But he continued to work, even through his hours of greatest suffering. He set the chorale “When we are in the greatest need” in four parts, dictating them to Altnikol, his son-in-law. An extraordinary thing happened ten days before his death; one morning he was able to see well and to bear daylight; but a few hours after an apoplectic stroke, followed by a violent fever, completely overcame him. The attentions of the two best doctors in Leipsic could not avail against the illness, and at a quarter past eight o’clock in the evening of July 28, 1750, he breathed his last.

St John’s Church, Leipsic

He was buried in St John’s churchyard, and, like that of Mozart, his grave was forgotten and lost. The churchyard was altered early in the nineteenth century, to allow of a new road being made, and his bones with those of many others were removed. Some remains lately discovered on the south side of the church are supposed with good reason to be those of Bach; but nothing is known for certain.

On his deathbed he had dictated to Altnikol the chorale “Vor deinen Thron tret ich hiemit.” The Leipsic Chronicle notices his death as follows: “July 28, at eight in the evening the famous and learned musician Herr Joh. Sebastian Bach, composer to His Majesty the King of Poland and Elector of Saxony; Capellmeister to the Courts of Cöthen and Weissenfels, Director and Cantor of the school of St Thomas, died.” Here follows a sketch of his life. “The Bach family came from Hungary, and all, as far as is known, have been musicians, from which perhaps arises the fact that even the letters b, a, c, h, form a melodic succession of notes.”[54]

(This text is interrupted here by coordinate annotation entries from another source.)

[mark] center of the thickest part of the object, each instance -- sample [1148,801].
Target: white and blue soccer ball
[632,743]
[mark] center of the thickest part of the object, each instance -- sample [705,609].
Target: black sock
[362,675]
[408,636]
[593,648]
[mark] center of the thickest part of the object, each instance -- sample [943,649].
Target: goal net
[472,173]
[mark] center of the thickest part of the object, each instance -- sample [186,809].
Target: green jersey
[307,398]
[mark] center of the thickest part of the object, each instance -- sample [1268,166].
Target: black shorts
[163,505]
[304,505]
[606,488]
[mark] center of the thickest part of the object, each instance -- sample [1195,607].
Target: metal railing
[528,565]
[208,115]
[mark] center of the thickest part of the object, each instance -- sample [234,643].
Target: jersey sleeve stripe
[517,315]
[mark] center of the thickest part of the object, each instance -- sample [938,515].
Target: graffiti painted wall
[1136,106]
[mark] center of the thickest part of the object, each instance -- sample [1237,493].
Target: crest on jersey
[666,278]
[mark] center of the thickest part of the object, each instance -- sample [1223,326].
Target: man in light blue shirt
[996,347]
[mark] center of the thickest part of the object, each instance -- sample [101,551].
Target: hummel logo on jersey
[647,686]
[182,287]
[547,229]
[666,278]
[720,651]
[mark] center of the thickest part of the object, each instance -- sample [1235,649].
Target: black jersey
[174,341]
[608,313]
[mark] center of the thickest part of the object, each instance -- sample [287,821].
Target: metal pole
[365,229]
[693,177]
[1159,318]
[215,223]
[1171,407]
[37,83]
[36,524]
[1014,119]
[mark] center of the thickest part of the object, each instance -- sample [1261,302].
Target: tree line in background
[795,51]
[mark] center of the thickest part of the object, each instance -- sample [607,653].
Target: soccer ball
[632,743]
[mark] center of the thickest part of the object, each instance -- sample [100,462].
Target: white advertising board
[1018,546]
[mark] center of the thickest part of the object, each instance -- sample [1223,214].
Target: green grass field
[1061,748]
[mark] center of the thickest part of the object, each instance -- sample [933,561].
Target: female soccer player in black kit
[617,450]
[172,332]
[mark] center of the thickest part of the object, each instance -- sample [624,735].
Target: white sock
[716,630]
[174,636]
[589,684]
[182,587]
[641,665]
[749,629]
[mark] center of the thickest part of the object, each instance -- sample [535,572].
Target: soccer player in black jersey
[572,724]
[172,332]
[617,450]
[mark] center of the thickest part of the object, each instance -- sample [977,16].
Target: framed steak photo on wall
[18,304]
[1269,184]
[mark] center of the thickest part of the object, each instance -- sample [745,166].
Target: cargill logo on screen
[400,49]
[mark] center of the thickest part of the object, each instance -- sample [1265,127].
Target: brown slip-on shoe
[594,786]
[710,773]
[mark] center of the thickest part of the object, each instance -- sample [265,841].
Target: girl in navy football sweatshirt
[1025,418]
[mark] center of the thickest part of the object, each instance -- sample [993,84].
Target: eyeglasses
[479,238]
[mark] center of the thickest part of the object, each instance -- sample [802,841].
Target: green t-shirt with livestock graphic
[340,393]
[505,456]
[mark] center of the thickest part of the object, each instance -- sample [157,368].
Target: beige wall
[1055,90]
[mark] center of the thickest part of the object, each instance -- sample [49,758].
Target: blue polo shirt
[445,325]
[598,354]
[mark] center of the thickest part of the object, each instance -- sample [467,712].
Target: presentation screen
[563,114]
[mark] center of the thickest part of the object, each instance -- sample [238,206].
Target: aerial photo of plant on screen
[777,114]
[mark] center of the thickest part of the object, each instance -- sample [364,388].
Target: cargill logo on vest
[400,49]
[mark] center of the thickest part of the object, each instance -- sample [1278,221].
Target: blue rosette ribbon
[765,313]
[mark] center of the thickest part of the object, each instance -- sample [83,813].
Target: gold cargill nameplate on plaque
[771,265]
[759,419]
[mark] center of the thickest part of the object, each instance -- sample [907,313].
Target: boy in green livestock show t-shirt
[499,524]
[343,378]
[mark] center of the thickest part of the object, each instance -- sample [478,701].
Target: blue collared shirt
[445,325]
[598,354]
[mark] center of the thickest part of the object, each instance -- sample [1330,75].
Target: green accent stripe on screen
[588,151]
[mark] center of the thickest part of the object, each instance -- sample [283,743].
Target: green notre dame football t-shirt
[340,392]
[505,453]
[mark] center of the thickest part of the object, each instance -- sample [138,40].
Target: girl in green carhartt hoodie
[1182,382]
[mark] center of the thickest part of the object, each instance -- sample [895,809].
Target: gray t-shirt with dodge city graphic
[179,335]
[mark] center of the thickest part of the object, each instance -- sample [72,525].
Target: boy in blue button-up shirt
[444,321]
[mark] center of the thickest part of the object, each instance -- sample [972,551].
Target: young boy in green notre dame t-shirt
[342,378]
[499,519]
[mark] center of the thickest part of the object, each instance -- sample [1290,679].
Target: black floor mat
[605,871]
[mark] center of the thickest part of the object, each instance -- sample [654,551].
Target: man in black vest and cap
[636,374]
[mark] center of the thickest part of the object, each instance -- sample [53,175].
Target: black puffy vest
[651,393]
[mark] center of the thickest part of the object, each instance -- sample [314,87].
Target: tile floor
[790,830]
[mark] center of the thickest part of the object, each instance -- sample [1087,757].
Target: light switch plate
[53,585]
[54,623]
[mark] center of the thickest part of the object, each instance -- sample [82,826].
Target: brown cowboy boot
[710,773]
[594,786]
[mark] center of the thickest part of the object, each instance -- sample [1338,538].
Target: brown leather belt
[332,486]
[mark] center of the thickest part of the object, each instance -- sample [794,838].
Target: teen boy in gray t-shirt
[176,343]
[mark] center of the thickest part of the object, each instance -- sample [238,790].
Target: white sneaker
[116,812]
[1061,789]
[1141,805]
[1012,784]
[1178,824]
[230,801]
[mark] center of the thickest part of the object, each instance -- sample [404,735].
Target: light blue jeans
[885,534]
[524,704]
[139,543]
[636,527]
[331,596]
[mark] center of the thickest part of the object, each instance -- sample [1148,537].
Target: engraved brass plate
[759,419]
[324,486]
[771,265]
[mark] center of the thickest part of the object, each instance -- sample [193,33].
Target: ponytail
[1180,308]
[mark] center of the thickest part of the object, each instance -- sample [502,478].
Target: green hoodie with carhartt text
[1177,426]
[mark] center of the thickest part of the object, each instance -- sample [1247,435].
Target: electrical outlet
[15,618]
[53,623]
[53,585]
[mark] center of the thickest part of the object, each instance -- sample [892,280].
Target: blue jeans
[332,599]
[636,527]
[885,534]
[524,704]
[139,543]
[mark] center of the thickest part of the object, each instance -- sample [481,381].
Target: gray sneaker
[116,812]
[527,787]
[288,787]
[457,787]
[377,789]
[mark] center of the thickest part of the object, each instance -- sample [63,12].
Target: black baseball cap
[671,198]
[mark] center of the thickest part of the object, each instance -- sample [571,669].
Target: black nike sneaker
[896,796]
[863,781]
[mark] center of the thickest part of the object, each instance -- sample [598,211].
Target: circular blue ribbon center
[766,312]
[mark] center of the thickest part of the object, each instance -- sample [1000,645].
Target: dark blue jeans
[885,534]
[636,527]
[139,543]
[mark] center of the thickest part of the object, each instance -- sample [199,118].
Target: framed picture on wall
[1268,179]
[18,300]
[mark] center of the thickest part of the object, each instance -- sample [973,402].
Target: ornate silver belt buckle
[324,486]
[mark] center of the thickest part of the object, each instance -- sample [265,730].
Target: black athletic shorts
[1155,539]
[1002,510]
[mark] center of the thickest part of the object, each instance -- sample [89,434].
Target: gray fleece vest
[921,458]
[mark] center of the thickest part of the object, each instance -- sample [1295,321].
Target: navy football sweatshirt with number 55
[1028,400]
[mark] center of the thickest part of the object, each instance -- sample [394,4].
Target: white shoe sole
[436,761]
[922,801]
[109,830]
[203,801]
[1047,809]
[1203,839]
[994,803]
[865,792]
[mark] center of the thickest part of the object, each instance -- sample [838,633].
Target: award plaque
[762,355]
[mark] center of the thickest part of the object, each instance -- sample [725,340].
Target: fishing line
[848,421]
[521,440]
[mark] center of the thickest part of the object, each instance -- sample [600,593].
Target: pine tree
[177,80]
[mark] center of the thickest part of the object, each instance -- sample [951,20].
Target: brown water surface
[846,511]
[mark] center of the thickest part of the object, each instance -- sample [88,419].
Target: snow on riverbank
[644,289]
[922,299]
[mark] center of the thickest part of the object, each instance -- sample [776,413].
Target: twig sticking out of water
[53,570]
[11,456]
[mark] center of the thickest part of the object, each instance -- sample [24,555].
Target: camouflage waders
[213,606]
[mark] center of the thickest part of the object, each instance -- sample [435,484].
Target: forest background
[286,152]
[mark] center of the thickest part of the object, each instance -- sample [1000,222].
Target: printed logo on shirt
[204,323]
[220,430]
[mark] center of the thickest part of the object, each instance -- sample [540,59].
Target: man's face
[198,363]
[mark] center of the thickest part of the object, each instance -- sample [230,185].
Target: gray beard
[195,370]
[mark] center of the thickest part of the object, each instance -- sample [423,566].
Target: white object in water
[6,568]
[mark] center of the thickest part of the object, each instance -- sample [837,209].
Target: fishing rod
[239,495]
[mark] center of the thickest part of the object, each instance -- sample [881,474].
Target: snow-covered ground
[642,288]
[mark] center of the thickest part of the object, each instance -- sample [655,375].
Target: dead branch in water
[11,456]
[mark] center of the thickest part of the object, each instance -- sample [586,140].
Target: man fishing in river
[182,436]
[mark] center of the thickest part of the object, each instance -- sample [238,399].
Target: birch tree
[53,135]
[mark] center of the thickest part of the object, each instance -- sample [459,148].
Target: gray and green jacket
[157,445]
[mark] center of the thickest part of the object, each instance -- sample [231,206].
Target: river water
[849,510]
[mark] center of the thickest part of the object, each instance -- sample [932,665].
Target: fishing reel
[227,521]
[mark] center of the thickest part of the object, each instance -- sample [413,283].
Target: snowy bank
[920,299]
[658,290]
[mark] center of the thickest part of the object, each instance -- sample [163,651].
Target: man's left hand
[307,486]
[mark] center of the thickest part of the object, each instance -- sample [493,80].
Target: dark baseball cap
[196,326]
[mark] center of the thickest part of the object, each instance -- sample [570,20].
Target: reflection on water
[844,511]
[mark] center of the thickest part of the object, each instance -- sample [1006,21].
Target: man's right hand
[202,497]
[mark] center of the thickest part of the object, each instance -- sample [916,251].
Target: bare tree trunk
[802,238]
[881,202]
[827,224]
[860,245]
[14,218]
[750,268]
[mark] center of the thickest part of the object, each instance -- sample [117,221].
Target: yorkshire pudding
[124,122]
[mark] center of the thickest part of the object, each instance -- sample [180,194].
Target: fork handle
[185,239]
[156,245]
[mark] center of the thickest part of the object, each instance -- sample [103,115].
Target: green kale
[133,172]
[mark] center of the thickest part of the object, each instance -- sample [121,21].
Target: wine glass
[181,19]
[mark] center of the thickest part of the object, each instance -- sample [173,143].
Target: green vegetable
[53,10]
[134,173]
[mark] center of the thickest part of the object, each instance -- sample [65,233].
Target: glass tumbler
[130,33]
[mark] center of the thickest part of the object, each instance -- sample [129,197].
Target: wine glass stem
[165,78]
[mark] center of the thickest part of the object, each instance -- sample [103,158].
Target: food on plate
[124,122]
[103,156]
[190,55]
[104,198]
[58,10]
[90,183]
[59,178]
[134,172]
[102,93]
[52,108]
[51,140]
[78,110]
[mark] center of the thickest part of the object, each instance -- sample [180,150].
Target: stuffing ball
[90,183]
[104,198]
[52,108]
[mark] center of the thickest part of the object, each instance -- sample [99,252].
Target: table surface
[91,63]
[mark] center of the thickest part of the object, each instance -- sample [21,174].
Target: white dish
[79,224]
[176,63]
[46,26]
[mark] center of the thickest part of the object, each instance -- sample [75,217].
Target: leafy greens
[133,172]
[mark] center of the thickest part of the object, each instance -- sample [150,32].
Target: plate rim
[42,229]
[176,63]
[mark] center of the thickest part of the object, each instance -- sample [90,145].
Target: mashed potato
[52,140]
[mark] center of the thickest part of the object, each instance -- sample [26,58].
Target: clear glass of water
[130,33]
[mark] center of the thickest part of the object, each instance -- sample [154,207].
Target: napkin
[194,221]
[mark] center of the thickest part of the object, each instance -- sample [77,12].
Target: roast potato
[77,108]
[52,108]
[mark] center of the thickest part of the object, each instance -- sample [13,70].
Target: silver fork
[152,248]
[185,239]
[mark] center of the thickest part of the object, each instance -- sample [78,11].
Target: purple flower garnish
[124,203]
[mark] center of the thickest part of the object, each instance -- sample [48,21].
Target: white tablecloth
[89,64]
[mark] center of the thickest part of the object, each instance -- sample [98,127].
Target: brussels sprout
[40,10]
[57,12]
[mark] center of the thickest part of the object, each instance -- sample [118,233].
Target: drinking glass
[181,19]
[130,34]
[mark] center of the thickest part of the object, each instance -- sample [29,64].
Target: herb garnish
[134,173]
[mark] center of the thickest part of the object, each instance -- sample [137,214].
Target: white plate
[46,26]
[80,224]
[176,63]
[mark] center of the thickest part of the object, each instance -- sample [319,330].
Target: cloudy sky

That is all; not one word of regret. Nor do we find that much notice anywhere was taken of the death of the great man. A meeting of the Council took place shortly afterwards in which, while no expressions of sympathy were heard, the remark was made, “Herr Bach was a great musician no doubt, but we want a schoolmaster, not a capellmeister”; and they proceeded at once to arrange for the instalment of Harrer.

Fate of the Widow and Children

The sons of the first marriage took possession of all music that was of value, and sold the rest of the property. Görner, Bach’s former rival, undertook the duties of guardian to his younger children, and seems to have fulfilled the task with propriety and reverence. Bach’s widow was allowed her husband’s salary for six months, after which, receiving no help from her stepsons, she supported her younger children as well as she could, and becoming gradually poorer, died in an almshouse and was buried in a pauper’s grave. The youngest daughter, Regina, lived till 1809, and was supported by charity in her old age.

The family of Joh. Sebastian Bach gradually died out, and is now extinct, the last representative, a farmer of Eisenach, having died in 1846.

Bach’s music fell more and more into oblivion, and for a time his name seems to have been forgotten. In 1883 a room in the Thomas-schule was used as the English Church, and on the first floor a smaller room was used as the vestry. In the latter was a cupboard in which the communion plate and surplices were kept. The writer was told that this cupboard had formerly been full of music MSS., and that during the years of oblivion, whenever a Thomas-schule boy wanted a piece of paper to wrap up his “Butterbrod” he was allowed to tear out a sheet of paper from one of Bach’s manuscripts.[55]